But what happened next mattered even more. After an investigation, it turned out that the noose had in fact been in that stall since October of last year, which led some NASCAR fans (and, needless to say, Trump supporters) to believe that the controversy was ginned up by an overeager Wallace staffer, or even Wallace himself. But NASCAR once again did not waver: It announced its full investigation, released a photo of the noose (which was absolutely, 100 percent a noose, and not one that appeared in any other driver’s stall, according to the NASCAR investigation) and quoted its president Steve Phelps saying, “Bubba Wallace and the 43 team had nothing to do with this. Bubba Wallace has done nothing but represent this sport with courage, class and dignity. It is offensive seeing anyone suggest otherwise.” One NASCAR official told The Wall Street Journal, “We certainly know the difference between a simple hand loop and a noose.”

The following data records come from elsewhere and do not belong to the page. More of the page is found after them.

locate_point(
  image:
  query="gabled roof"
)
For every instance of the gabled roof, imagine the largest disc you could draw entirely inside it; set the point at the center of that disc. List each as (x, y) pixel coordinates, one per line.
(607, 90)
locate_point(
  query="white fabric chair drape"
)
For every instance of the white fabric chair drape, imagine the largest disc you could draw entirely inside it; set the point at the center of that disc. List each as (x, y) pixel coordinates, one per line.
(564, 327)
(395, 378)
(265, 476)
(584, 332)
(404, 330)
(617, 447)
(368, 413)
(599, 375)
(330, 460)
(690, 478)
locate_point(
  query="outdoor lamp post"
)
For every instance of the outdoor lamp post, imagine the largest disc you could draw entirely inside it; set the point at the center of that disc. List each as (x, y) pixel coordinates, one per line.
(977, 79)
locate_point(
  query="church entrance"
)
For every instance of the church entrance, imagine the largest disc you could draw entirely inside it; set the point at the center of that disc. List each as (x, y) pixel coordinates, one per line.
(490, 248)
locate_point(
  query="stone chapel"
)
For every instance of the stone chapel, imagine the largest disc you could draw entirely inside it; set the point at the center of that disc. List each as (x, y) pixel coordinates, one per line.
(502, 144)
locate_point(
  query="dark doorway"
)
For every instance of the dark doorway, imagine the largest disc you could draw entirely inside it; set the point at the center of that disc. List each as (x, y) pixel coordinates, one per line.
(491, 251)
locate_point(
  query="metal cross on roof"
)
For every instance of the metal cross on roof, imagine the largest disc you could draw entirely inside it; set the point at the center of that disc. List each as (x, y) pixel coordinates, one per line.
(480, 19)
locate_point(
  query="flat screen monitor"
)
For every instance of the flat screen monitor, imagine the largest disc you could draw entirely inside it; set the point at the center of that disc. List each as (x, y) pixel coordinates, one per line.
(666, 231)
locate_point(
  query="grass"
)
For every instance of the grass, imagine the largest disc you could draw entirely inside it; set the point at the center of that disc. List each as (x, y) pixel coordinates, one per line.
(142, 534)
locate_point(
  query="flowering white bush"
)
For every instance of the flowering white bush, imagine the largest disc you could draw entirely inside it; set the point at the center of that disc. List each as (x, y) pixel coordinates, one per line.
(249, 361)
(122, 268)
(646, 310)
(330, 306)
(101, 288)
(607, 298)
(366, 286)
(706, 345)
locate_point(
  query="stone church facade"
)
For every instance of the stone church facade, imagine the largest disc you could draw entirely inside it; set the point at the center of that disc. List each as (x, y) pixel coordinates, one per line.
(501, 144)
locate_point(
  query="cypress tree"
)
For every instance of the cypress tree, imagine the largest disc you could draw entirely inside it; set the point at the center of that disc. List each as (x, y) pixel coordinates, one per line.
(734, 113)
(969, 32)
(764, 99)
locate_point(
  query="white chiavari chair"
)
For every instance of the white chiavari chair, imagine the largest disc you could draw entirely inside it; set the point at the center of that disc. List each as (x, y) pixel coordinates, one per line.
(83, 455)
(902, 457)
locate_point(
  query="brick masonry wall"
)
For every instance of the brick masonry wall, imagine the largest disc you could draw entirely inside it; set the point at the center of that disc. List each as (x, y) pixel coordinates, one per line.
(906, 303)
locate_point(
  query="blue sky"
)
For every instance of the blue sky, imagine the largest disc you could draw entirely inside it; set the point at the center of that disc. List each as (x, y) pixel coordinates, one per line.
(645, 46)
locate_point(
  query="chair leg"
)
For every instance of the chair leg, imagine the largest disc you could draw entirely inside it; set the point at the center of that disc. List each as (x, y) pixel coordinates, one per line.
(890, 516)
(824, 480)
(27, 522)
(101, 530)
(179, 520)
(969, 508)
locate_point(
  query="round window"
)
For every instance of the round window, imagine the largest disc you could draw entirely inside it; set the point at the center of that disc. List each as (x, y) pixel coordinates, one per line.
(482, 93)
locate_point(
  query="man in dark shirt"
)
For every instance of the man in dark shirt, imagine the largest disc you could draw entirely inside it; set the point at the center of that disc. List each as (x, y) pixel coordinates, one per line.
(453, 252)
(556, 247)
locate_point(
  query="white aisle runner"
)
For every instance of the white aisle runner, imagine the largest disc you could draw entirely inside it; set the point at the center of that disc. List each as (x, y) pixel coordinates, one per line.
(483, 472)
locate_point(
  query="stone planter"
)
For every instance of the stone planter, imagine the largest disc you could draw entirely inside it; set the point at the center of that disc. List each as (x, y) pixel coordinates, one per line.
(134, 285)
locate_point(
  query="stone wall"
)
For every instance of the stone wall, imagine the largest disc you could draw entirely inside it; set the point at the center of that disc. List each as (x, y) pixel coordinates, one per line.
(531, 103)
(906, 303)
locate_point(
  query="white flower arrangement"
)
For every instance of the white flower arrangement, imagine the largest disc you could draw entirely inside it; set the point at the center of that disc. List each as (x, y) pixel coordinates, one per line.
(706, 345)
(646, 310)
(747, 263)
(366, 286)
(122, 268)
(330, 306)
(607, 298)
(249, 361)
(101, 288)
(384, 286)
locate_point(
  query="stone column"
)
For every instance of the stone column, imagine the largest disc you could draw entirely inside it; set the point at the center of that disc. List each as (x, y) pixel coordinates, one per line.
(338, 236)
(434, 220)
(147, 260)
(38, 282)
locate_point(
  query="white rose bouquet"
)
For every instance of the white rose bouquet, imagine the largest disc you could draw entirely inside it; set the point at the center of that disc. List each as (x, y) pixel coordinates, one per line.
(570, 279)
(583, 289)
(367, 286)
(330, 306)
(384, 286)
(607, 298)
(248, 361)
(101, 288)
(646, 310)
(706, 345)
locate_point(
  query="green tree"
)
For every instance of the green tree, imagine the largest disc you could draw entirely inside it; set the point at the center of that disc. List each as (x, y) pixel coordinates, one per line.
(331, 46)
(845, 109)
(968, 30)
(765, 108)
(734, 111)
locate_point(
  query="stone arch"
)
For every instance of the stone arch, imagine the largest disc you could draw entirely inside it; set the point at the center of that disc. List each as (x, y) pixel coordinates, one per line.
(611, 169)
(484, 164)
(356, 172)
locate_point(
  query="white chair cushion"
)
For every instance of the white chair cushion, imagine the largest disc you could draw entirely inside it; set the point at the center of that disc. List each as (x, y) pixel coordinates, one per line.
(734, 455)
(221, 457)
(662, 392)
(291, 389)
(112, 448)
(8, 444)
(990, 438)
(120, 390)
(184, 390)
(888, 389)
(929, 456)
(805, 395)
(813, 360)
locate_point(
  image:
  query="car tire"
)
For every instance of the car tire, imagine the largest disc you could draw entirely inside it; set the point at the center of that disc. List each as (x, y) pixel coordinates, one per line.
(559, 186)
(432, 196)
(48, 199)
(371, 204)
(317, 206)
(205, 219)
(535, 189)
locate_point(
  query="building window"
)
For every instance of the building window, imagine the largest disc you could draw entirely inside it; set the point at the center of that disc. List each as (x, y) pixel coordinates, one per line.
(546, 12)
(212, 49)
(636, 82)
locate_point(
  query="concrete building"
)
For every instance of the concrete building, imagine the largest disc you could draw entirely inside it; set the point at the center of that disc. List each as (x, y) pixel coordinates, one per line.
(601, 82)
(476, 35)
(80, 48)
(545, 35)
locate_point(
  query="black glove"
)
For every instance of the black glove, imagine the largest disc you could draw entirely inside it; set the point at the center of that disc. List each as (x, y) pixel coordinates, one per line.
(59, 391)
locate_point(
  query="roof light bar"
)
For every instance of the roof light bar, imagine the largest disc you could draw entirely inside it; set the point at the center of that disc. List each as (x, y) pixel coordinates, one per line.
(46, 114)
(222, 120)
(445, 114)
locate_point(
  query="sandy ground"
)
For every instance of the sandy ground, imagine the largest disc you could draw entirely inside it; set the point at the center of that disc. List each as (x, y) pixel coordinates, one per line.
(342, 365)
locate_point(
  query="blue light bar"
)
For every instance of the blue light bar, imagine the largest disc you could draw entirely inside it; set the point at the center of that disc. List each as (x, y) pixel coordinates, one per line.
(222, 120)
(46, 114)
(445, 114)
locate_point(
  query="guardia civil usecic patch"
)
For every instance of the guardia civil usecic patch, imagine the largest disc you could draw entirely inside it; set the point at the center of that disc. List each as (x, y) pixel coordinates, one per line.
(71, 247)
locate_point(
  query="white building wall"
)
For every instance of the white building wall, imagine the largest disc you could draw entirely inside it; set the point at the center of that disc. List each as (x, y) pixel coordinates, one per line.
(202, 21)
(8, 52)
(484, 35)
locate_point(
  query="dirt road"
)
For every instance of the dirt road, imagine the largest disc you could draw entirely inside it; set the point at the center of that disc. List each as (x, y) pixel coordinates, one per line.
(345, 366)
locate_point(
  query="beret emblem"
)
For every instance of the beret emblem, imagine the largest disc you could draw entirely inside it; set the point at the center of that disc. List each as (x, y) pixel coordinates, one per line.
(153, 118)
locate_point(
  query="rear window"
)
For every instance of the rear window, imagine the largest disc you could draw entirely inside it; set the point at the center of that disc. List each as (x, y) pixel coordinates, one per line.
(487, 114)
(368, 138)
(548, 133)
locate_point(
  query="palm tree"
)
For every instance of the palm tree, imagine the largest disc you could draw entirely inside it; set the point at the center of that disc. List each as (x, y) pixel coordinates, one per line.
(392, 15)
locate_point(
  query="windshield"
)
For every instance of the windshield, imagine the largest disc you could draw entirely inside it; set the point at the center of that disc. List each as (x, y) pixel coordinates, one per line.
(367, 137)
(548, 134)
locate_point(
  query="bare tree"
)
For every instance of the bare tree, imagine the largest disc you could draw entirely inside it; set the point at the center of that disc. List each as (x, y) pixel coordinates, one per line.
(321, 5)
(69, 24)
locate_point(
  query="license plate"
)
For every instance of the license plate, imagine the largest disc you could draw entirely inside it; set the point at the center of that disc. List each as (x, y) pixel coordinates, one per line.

In other words, NASCAR not only didn’t feel Wallace (who, again, never saw the noose in the first place) owed them an apology, it never took issue with the initial story. NASCAR — an institution whose then-CEO publicly backed Trump in 2016 — has clearly drawn its line in the sand: It supports Wallace, the Black Lives Matter movement, and getting rid of the Confederate flag. It quickly rallied to Wallace’s defense after Trump’s tweet, too. The best-selling merchandise in Nascar.com’s shop right now is Wallace gear, with the #blacklivesmatter hashtag in huge letters right across the front. (Even larger than the sponsors’ logos!) NASCAR, in this moment, is notching some of its biggest television ratings in years. Wallace is the best thing they have going right now. Wallace isn’t standing against his league’s wishes and values: He’s representing them.
That Trump does not realize this — that he thinks Wallace can in fact be his new Kaepernick — shows how truly lost he is right now, how little skill he apparently has to read a room anymore. If Trump is trying to use Wallace as another bit of ammo in his culture war, he will be doing it with a rapidly dwindling army of supporters. While a (declining, but real) majority of NASCAR fans are against banning the Confederate flag from events — though younger fans are mostly in support of the ban — Wallace himself remains beloved by NASCAR executives, drivers, and fans. There is a loud, vocal minority of NASCAR fans who yell “Hoax!” at Wallace online, something Wallace has admitted “pisses him off.” But the idea that the noose was part of some Jussie Smollett–style setup existed only in the fever dreams of conspiracists, or racists, or both. You know: people like Trump.
There is nowhere for Trump to go with this. NASCAR doesn’t believe the noose was a hoax; the FBI doesn’t think it was a hoax; the vast majority of the sport’s fans don’t think it was a hoax. (It wasn’t a hoax.) The president is talking to no one but himself. It is one thing for Roger Goodell to no longer need to kowtow to Trump. It is quite another for NASCAR to follow suit. Trump isn’t just wrong about Bubba Wallace; he’s wrong about the viewpoints of wide swathes of people who used to be his supporters. The president is now looking at a sports organization whose founder ran George Wallace’s presidential campaign — and which is now far more enlightened than he is on race. If there’s anything positive to come out of this whole sorry episode, it’s that Trump has only hastened that divide.